The answer to this issue has to come from statistics. There is no way to measure a large data set and say what was done without sampling. It is too expensive, reviewing everything is prone to huge inconsistencies, and it would take too long. Providing these assurances is what sampling is intended to do and has been doing since the time of the Greeks. So the easiest way for lawyers to understand these cases about predictive coding is to forget about predictive coding even being involved in the case. The analysis I am blogging about works the same with predictive coding, computer assisted review, key word guessing, linear review, producing every 5th document or any method of document review or production going forward. The test is a simple two part test:
- How did you find and produce your relevant ESI and discharge your Rule 26(g)(1) certification obligation or other similar state court obligation that you have done a reasonable job?
- How are you going to show you satisfied this obligation to the other side and the court?

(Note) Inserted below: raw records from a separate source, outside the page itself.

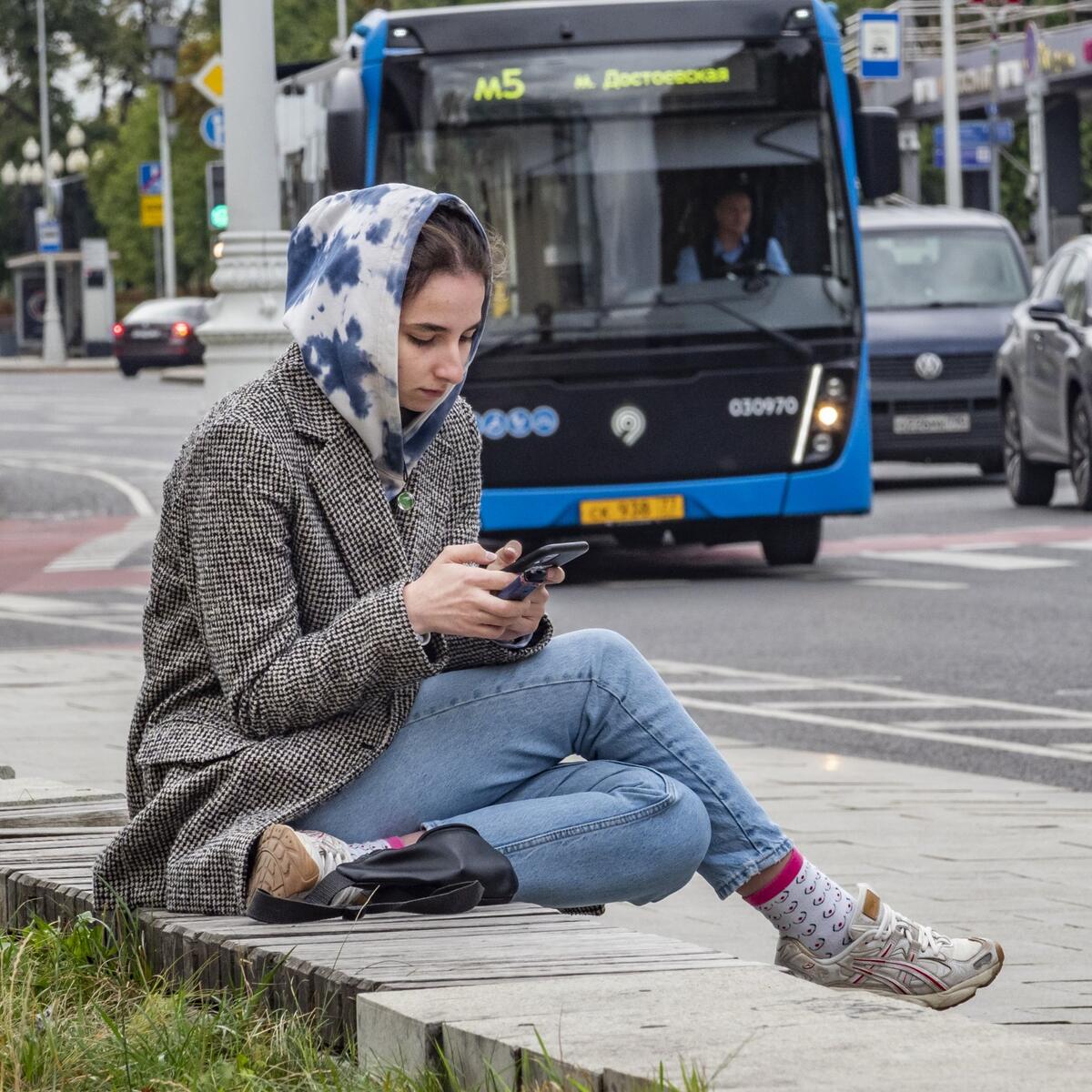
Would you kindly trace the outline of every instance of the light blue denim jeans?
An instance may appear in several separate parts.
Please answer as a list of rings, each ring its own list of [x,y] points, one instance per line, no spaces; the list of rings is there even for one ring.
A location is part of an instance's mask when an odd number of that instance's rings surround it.
[[[543,906],[653,902],[696,870],[725,899],[792,848],[648,661],[600,629],[427,679],[390,747],[294,826],[363,842],[453,822]]]

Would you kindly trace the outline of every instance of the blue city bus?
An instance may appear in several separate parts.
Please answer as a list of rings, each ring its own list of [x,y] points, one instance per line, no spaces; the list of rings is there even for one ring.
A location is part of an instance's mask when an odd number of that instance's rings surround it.
[[[507,247],[464,389],[486,536],[808,563],[823,515],[868,511],[856,210],[898,187],[897,132],[827,4],[377,10],[351,54],[332,188],[458,193]]]

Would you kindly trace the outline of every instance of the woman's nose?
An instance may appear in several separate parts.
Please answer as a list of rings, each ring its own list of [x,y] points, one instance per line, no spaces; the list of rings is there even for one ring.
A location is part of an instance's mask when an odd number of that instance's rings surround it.
[[[464,353],[462,345],[456,345],[453,349],[443,354],[443,359],[437,368],[437,378],[447,383],[458,383],[463,378]]]

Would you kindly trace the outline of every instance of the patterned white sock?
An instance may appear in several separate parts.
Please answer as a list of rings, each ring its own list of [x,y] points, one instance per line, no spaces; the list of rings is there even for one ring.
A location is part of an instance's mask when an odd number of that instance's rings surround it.
[[[401,838],[377,838],[373,842],[346,842],[345,843],[353,851],[353,858],[367,857],[372,853],[378,853],[380,850],[402,850],[405,848],[405,842]]]
[[[836,956],[850,943],[853,899],[798,850],[771,882],[746,899],[783,937],[807,945],[817,959]]]

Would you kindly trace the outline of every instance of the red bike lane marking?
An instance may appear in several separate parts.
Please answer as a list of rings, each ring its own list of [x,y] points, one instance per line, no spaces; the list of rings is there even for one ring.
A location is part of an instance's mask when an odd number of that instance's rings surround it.
[[[45,572],[76,546],[112,534],[132,522],[131,515],[87,520],[0,520],[0,592],[74,592],[146,584],[150,570],[87,569]]]

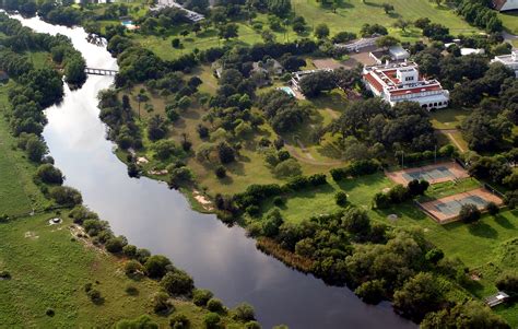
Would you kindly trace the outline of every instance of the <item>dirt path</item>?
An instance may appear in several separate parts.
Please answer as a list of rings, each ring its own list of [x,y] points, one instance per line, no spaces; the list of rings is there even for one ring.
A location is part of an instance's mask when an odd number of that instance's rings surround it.
[[[457,141],[457,139],[456,139],[455,136],[454,136],[454,133],[458,133],[458,132],[459,132],[458,129],[437,129],[437,131],[439,131],[439,132],[446,134],[446,137],[448,137],[448,139],[454,142],[454,144],[457,146],[457,149],[460,150],[460,152],[466,152],[466,151],[468,151],[466,148],[463,148],[463,146],[459,143],[459,141]]]
[[[289,144],[284,144],[284,148],[286,148],[287,152],[298,160],[299,162],[304,162],[310,165],[316,165],[316,166],[338,166],[341,165],[343,162],[342,161],[317,161],[315,158],[308,158],[307,156],[302,155],[301,153],[297,152],[297,150]],[[313,157],[313,156],[311,156]]]

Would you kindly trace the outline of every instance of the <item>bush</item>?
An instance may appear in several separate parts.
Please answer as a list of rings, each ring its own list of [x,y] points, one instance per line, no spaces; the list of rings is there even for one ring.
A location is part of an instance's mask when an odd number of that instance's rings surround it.
[[[60,205],[74,207],[83,203],[83,197],[79,190],[68,186],[57,186],[50,190],[50,198]]]
[[[496,281],[496,287],[504,291],[511,298],[518,297],[518,275],[517,274],[504,274]]]
[[[161,284],[170,295],[190,295],[195,289],[192,278],[180,270],[166,273]]]
[[[173,329],[187,329],[189,326],[189,318],[184,314],[175,314],[169,318],[169,327]]]
[[[125,265],[125,273],[128,277],[143,274],[144,268],[137,260],[129,260]]]
[[[153,310],[156,314],[168,314],[174,309],[169,296],[166,293],[156,293],[152,298],[152,303]]]
[[[216,313],[225,310],[225,306],[217,298],[210,298],[209,302],[207,302],[207,308],[210,312],[216,312]]]
[[[491,201],[487,203],[487,205],[485,205],[485,210],[492,215],[496,215],[501,209],[498,208],[498,205],[496,205],[495,202]]]
[[[192,293],[192,303],[198,306],[207,306],[207,303],[214,296],[211,291],[196,289]]]
[[[126,285],[125,292],[130,296],[137,296],[139,294],[139,290],[133,284]]]
[[[247,322],[255,320],[256,314],[251,305],[243,303],[234,308],[234,317],[240,321]]]
[[[63,184],[63,174],[51,164],[43,164],[36,171],[36,176],[45,184]]]
[[[216,177],[223,179],[226,177],[226,168],[224,166],[219,166],[215,169]]]
[[[344,191],[339,191],[334,195],[334,202],[340,207],[348,204],[348,195]]]
[[[459,219],[464,223],[473,223],[479,221],[481,218],[481,213],[476,205],[468,203],[462,204],[459,212]]]
[[[209,313],[203,318],[203,324],[205,325],[207,329],[216,329],[220,326],[221,318],[215,313]]]
[[[125,237],[113,237],[105,243],[105,248],[108,252],[119,254],[122,251],[122,248],[128,244]]]
[[[354,293],[367,304],[378,304],[385,299],[384,281],[373,280],[362,283]]]
[[[148,258],[144,263],[145,272],[152,279],[162,279],[167,272],[167,266],[172,265],[170,260],[162,255],[154,255]]]
[[[86,292],[86,295],[95,304],[101,303],[103,301],[103,296],[101,295],[101,292],[96,289],[89,290]]]
[[[158,325],[149,316],[142,315],[134,320],[120,320],[115,325],[116,329],[158,329]]]
[[[275,198],[273,198],[273,204],[275,207],[284,205],[284,199],[282,197],[276,196]]]

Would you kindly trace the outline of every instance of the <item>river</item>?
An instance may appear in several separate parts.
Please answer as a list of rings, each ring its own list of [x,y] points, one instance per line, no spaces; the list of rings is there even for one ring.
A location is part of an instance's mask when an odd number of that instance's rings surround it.
[[[69,36],[89,67],[117,68],[104,47],[86,42],[81,27],[14,17],[36,32]],[[66,184],[82,192],[84,203],[109,221],[115,234],[166,255],[198,287],[211,290],[227,306],[250,303],[263,328],[415,328],[388,303],[366,305],[345,287],[328,286],[262,254],[243,228],[192,211],[186,198],[165,184],[128,177],[98,118],[96,95],[111,83],[110,77],[91,75],[79,90],[66,87],[63,102],[46,110],[44,137]]]

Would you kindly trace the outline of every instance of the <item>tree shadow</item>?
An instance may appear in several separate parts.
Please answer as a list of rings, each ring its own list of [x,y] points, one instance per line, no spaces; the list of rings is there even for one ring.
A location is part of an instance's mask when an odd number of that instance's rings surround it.
[[[501,214],[495,215],[495,222],[502,227],[505,227],[508,230],[514,230],[516,227],[511,222],[509,222],[508,219],[506,219],[505,216]]]
[[[478,223],[469,224],[468,231],[475,236],[485,238],[496,238],[498,232],[491,227],[487,223],[479,221]]]

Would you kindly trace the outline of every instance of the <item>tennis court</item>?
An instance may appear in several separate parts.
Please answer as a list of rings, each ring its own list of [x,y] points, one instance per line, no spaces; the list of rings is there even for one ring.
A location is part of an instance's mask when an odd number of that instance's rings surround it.
[[[386,175],[395,183],[403,185],[407,185],[414,179],[426,180],[429,184],[437,184],[469,177],[468,172],[455,162],[445,162],[424,167],[408,168],[403,171],[386,173]]]
[[[503,200],[484,188],[478,188],[468,192],[420,203],[420,205],[426,213],[443,224],[456,220],[464,204],[474,204],[480,210],[483,210],[490,202],[501,205]]]

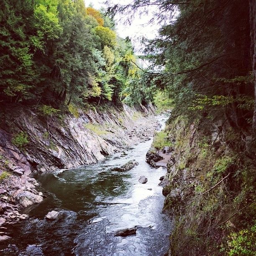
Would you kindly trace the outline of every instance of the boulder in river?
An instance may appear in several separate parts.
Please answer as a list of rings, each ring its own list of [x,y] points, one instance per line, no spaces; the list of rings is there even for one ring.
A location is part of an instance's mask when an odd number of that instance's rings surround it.
[[[115,236],[127,236],[131,235],[136,235],[137,228],[125,228],[121,229],[117,231],[115,235]]]
[[[22,189],[18,189],[14,192],[13,196],[23,208],[33,204],[41,202],[43,200],[43,197],[39,195]]]
[[[0,236],[0,243],[7,240],[8,239],[9,239],[10,238],[10,237],[8,236]]]
[[[148,179],[145,176],[141,176],[139,179],[139,182],[145,184],[148,182]]]
[[[138,164],[138,163],[135,160],[131,160],[119,167],[113,168],[112,170],[118,172],[125,172],[131,170]]]
[[[56,220],[58,218],[59,214],[59,212],[51,211],[47,213],[45,218],[49,220]]]
[[[24,255],[36,255],[36,256],[44,256],[44,255],[43,253],[42,248],[35,244],[29,245],[23,252]]]

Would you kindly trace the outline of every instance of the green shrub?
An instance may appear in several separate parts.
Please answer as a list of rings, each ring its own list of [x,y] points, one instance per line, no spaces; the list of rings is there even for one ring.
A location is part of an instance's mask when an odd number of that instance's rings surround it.
[[[223,173],[233,162],[234,158],[225,156],[217,159],[213,166],[213,171],[218,173]]]
[[[231,233],[229,236],[225,251],[228,255],[256,255],[255,241],[256,225],[251,228],[243,229],[238,232]]]
[[[17,133],[13,137],[12,143],[18,148],[22,148],[28,143],[28,135],[24,132]]]
[[[162,149],[165,146],[170,146],[172,145],[168,139],[166,133],[162,131],[155,134],[152,146],[157,149]]]
[[[75,106],[73,104],[69,104],[68,106],[68,108],[70,113],[71,113],[74,116],[77,118],[79,117],[79,112]]]

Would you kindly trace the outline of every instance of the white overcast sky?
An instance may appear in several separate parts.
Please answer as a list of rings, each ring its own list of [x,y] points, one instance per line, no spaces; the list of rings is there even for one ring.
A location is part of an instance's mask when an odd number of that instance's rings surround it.
[[[88,6],[92,4],[93,8],[99,10],[102,7],[104,7],[102,3],[105,0],[85,0],[85,5]],[[125,0],[125,3],[127,3],[128,0]],[[124,3],[124,1],[120,0],[112,0],[115,4]],[[131,14],[132,15],[133,14]],[[117,31],[119,36],[122,38],[129,36],[133,41],[135,47],[136,51],[137,53],[141,52],[143,46],[140,43],[140,38],[143,36],[148,39],[154,39],[157,34],[158,26],[156,24],[148,25],[148,23],[153,17],[153,14],[149,10],[147,15],[143,15],[140,16],[138,14],[135,15],[134,18],[131,25],[124,24],[127,18],[125,17],[116,17],[116,27]]]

The issue of what you did really becomes less relevant to this test. It only becomes important if you can’t show that you met your burden in the second question. That is when picking the right approach really becomes more of an issue. It is this reason why in my mind predictive coding will eventually take off. Kleen cries out for this result as you hear the defense talk about the thousands of hours spent, over a million documents produced, and teams of experts used to find key words. But the Kleen defendants have not shown is a sample process across the population of what has been left behind or what is potentially there. This information is what any party on the other side needs to see to be comfortable they have received what they are entitled to. This is where the ugliness can occur. Going forward, these disputes need to be addressed earlier on and before resources are spent. No one wants to pay to redo work. But knowing this re do risk exists once we start measuring will undoubtedly aid judges and parties in deciding if a production is complete, to choose the most efficient review approach going forward just in case they have to do more work!! This is one of the strengths of predictive coding. It enables parties to do more work if they have to or facts change. Linear review does not. But parties should be able to choose their own processes. They should also have to show results that prove they have done a reasonable job. Again these cases are about statistical sampling more than predictive coding.
So my final conclusion about both of these cases is regardless of what the decisions are, the issues are not going away. Large data sets, fear the other side is hiding something, unknown technology, mistakes being made, high costs …it’s a long list of fears parties have which are compounded by the uncertainty of what one is receiving in a production. Understanding how to make reasonable statistical offerings and providing sampling results is the answer I believe of both of these cases and the many more like them that will follow regardless of whether predictive coding, stratified key word selection, linguistic analysis or key word guessing is used.